Re: [MEDIUM:CONFIRMED:7714] Search Component - Problem with

Posted: Wed May 11, 2011 10:28 am
by foo123
For anyone that might be having a similar problem here is a solution to
unicode.php incomplete mutli-octet error.

I had this error when transferring articles form JCE to notepad++ and back.
With utf-8 encoding seems some character(s) didn't get encoded well, anyway
Change this in unicode.php at libraries/phputf8/utils/unicode.php line 167 onwards

Code: Select all

           
 } else {
                /**
                *((0xC0 & (*in) != 0x80) && (mState != 0))
                * Incomplete multi-octet sequence.
                */
                /*trigger_error(
                        'utf8_to_unicode: Incomplete multi-octet '.
                        '   sequence in UTF-8 at byte '.$i,
                        E_USER_WARNING
                    );

                return FALSE;*/
                    //initialize UTF8 cache
                    // mine
					$mState = 0;
                    $mUcs4  = 0;
                    $mBytes = 1;
            }
as for when this error happens when inserting foreign chars into searchboxes etc..
in Joomla 1.5.22 with JoomFish 2 and Virtuemart 1.1.8 when inserting foreign chars into searchboxes seems to work correctly.
Anyway just type the chars in a text-editor encode in utf8 and paste into search box
but previous hack would also do the job..
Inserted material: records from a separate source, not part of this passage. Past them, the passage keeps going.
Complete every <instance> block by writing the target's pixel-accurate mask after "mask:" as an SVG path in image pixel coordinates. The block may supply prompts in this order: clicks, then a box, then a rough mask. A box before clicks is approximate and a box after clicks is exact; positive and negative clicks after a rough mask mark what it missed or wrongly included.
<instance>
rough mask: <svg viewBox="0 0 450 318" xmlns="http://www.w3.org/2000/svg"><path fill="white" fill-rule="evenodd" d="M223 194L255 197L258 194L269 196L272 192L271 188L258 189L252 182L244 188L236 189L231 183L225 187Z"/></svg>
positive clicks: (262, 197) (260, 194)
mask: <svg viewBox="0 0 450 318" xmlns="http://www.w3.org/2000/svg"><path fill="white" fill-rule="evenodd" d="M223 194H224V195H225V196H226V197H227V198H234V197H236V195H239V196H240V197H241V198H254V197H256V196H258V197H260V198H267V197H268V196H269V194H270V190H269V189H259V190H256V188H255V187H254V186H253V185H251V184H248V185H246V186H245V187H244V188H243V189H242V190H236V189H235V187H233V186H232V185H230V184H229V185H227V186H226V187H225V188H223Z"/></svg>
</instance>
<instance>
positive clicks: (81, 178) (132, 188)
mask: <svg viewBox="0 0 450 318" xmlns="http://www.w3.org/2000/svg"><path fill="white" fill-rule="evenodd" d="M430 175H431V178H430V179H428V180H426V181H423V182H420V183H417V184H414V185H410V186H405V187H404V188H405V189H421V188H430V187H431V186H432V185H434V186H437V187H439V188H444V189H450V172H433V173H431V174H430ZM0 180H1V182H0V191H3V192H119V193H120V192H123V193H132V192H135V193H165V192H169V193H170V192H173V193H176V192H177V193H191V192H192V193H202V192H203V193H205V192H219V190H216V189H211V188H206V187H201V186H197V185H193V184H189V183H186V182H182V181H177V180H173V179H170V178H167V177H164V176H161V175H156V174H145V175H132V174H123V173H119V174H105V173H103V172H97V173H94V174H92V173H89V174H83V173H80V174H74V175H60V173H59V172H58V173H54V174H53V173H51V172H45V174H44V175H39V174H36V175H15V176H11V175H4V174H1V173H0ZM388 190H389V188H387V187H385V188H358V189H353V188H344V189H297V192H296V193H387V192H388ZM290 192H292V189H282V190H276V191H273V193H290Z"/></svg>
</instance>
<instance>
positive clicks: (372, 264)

Re: [MEDIUM:CONFIRMED:7714] Search Component - Problem with

Posted: Sun Feb 05, 2012 1:34 pm
by meldweny
i have the same error after installing jomsocial joomla 1.7
foo123
i tried your code but it gives blank page

Re: [MEDIUM:CONFIRMED:7714] Search Component - Problem with

Posted: Sun Feb 05, 2012 7:16 pm
by Per Yngve Berg
meldweny: This thread is from 2007 and is for Joomla 1.5.

Post your question making a new topic in the appropriate forum (j2.5/1.7).